Неразговорчивым, безвредным и работящим был мужчина. Но что-то напало на него, взревновал он жену, засомневался в ее супружеской верности, и как-то вечером, вернувшись с поля, поставив трактор на место, он, никогда не бравший в рот хмельного, крепко подогрел себя водкой и, разгоряченный, пришел поздно ночью домой и зарезал жену. Он убивал ее на глазах малолетнего сына, этого Шарифа, а потом бросил в луже крови и, отшагав восемь километров, в ту же ночь явился с повинной в районное отделение милиции. Шариф был страшно напуган, почти до утра оставался, один на один с обезображенным трупом матери, изошел криком, бился в припадках и… вот с тех пор не в себе. Он живет у тетки — сестры матери. Не раз пытались лечить его в больницах, районной и городской, — увы, без пользы… Порой он нормальный, и речи его звучат здраво, но, когда затмевает рассудок, крушит все, что попадает под руку, и убегает в горы, пропадает сутки, вторые, затем снова объявляется…

«Дурак был! — Сангин Рамазон взнуздал и оседлал скакуна, повернул его назад. — Не был бы дураком, разве так поступил бы? Себя подвел под расстрел, жена покинула белый свет молодой, сын вот уже двенадцать лет безумец…»

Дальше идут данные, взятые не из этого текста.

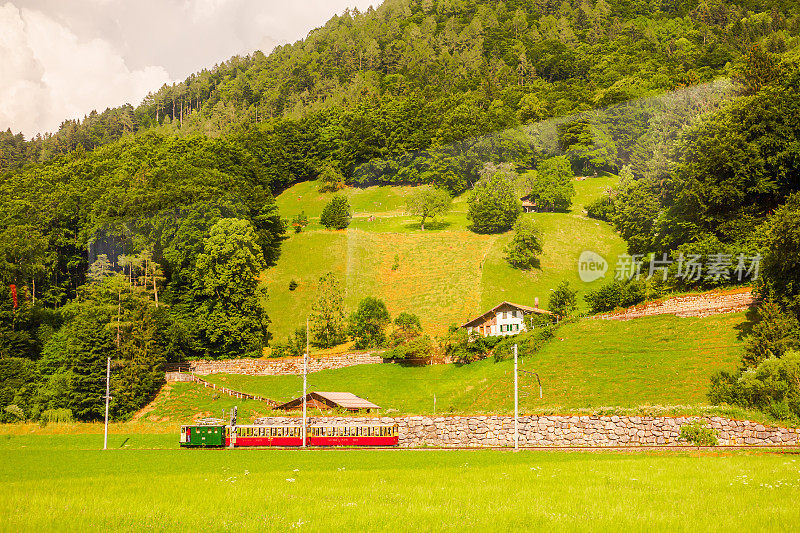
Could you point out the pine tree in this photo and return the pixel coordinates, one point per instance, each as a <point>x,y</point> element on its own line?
<point>336,214</point>
<point>327,314</point>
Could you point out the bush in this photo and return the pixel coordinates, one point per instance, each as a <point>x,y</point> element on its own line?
<point>771,387</point>
<point>527,343</point>
<point>368,323</point>
<point>615,294</point>
<point>562,300</point>
<point>56,416</point>
<point>336,213</point>
<point>698,434</point>
<point>776,332</point>
<point>15,411</point>
<point>418,350</point>
<point>601,209</point>
<point>406,327</point>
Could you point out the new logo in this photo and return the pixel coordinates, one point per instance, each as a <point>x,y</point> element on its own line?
<point>591,266</point>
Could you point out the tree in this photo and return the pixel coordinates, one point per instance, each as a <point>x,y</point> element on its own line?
<point>327,323</point>
<point>100,269</point>
<point>428,202</point>
<point>331,179</point>
<point>775,333</point>
<point>493,205</point>
<point>524,248</point>
<point>336,213</point>
<point>406,327</point>
<point>299,222</point>
<point>231,314</point>
<point>552,188</point>
<point>779,237</point>
<point>368,323</point>
<point>563,300</point>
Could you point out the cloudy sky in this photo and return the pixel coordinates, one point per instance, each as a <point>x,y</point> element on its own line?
<point>62,58</point>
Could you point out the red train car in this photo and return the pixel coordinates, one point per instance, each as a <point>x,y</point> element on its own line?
<point>291,436</point>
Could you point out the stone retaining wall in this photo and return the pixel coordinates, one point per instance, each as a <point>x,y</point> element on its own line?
<point>693,305</point>
<point>561,431</point>
<point>280,367</point>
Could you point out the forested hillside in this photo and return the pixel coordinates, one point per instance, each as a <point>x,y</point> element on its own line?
<point>418,72</point>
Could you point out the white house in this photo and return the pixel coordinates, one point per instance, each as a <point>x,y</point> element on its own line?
<point>503,319</point>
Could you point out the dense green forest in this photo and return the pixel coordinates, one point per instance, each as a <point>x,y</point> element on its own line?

Конь быстро преодолел подъем, и Сангин Рамазон увидел впереди Шарифа, который все так же плелся с бурдюком на спине. Он припустил коня, нагнал парня и сказал:

— Давай сюда!

— Что? — вытаращил глаза Шариф.

— Бурдюк.

— Я сам понесу, дядя. Я сильный.

— Знаю, ты сильный. Но все равно, давай, — сказал Сангин Рамазон и, наклонившись, схватил тугой бурдюк за ножку и с помощью самого Шарифа уложил его на луку седла.

img_13.jpeg

Шагая в ногу с конем, Шариф не сводил глаз с Сангин Рамазона и, будто что-то вспоминая, беспрерывно улыбался.

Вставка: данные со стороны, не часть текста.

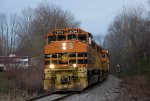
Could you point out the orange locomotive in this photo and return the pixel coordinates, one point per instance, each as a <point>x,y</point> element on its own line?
<point>73,60</point>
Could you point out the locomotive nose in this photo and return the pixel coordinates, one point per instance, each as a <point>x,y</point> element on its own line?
<point>65,79</point>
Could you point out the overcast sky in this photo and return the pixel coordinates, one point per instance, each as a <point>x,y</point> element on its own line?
<point>94,15</point>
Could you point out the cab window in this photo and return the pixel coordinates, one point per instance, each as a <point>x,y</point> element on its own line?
<point>72,37</point>
<point>51,38</point>
<point>103,55</point>
<point>82,38</point>
<point>61,37</point>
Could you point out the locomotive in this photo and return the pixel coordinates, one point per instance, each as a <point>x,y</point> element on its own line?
<point>73,60</point>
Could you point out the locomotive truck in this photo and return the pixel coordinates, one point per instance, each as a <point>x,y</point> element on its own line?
<point>73,60</point>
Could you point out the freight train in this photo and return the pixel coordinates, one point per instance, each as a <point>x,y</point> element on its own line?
<point>73,60</point>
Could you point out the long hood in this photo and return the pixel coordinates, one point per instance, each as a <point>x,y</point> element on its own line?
<point>65,46</point>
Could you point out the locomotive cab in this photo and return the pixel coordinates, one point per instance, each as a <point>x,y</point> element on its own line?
<point>70,60</point>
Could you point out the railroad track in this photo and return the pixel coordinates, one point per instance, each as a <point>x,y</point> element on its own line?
<point>51,97</point>
<point>60,96</point>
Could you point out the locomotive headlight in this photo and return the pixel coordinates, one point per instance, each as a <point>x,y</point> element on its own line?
<point>74,65</point>
<point>64,47</point>
<point>51,66</point>
<point>64,44</point>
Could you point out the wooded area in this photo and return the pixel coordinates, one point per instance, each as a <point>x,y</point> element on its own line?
<point>24,34</point>
<point>128,38</point>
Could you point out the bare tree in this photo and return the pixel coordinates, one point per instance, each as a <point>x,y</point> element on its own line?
<point>3,34</point>
<point>125,37</point>
<point>36,23</point>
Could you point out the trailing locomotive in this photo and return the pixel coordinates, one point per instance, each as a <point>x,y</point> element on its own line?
<point>73,60</point>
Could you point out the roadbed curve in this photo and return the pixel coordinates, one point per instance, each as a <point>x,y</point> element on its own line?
<point>105,91</point>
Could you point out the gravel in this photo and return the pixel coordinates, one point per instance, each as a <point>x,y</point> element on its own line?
<point>105,91</point>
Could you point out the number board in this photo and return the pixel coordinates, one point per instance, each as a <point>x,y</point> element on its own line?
<point>73,31</point>
<point>59,32</point>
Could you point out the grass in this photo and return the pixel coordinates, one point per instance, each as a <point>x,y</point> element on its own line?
<point>142,69</point>
<point>135,85</point>
<point>20,84</point>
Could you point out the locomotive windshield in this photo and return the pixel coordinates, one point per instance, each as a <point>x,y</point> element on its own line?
<point>51,38</point>
<point>71,36</point>
<point>82,37</point>
<point>61,37</point>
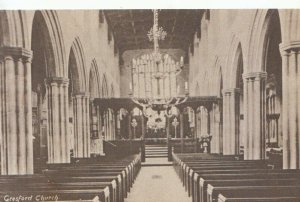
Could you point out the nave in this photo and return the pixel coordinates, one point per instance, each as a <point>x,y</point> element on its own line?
<point>86,95</point>
<point>157,183</point>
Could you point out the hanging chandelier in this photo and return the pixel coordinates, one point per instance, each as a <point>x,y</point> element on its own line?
<point>158,67</point>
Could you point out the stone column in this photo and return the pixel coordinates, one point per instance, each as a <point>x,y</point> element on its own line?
<point>290,104</point>
<point>100,127</point>
<point>231,121</point>
<point>129,127</point>
<point>215,141</point>
<point>143,126</point>
<point>226,123</point>
<point>254,96</point>
<point>81,125</point>
<point>16,111</point>
<point>58,116</point>
<point>181,131</point>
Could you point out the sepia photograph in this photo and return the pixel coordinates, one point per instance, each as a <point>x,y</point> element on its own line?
<point>168,104</point>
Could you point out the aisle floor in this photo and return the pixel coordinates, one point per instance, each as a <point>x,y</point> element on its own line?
<point>158,184</point>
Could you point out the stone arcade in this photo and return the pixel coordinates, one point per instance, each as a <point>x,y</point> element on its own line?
<point>69,96</point>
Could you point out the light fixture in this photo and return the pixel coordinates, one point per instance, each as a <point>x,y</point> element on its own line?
<point>158,66</point>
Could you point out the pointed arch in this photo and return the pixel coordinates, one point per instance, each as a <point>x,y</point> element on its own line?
<point>55,44</point>
<point>259,30</point>
<point>94,80</point>
<point>77,67</point>
<point>14,30</point>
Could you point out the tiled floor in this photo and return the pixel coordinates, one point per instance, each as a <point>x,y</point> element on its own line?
<point>158,184</point>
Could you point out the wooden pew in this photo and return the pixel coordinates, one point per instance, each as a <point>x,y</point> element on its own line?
<point>226,176</point>
<point>250,191</point>
<point>58,195</point>
<point>222,198</point>
<point>114,178</point>
<point>73,182</point>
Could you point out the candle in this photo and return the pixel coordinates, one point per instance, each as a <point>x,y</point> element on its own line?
<point>181,60</point>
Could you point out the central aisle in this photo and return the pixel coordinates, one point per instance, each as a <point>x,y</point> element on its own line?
<point>157,184</point>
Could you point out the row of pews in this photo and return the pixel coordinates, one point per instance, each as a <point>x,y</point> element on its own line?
<point>212,177</point>
<point>87,179</point>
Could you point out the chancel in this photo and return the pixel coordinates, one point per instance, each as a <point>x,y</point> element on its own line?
<point>150,105</point>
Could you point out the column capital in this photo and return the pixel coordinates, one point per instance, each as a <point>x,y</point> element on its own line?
<point>16,53</point>
<point>230,91</point>
<point>57,80</point>
<point>286,48</point>
<point>81,95</point>
<point>255,75</point>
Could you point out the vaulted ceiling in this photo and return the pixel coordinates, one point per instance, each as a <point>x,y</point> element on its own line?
<point>130,28</point>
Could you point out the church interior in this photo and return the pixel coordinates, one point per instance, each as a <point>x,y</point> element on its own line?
<point>149,105</point>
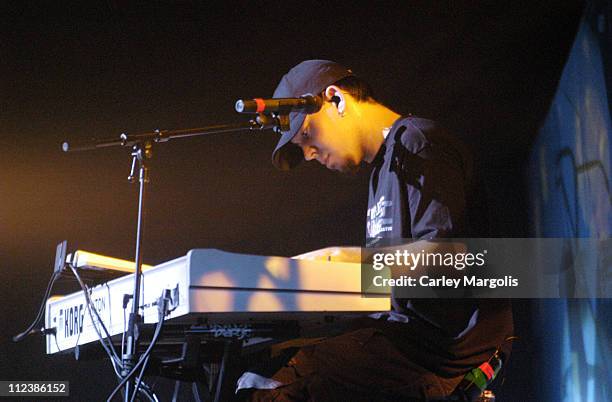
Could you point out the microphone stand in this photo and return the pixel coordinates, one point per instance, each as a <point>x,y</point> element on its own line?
<point>142,147</point>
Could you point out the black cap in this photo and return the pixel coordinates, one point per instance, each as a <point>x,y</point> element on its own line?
<point>310,77</point>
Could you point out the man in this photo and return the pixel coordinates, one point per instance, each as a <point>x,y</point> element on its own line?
<point>418,191</point>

— Как твой зять? Что-то его не видать.

— Он любит мою тетю, не отходит от нее ни на шаг.

Сангин Рамазон засмеялся и, весело ответив на приветствие прохожего, приосанился. (Пусть знают, я беспощаден к плохим, а с хорошими — хорош; я не злой, не скупой и не завистливый, захочу, нисколько не брезгуя, помогу даже безумцу…) И спросил:

— А ты кого любишь?

— Не знаю, дядя. Наверное, дочь Амонбека… — Шариф на минуту задумался, потом вдруг сказал: — Вы не знаете, когда я женюсь?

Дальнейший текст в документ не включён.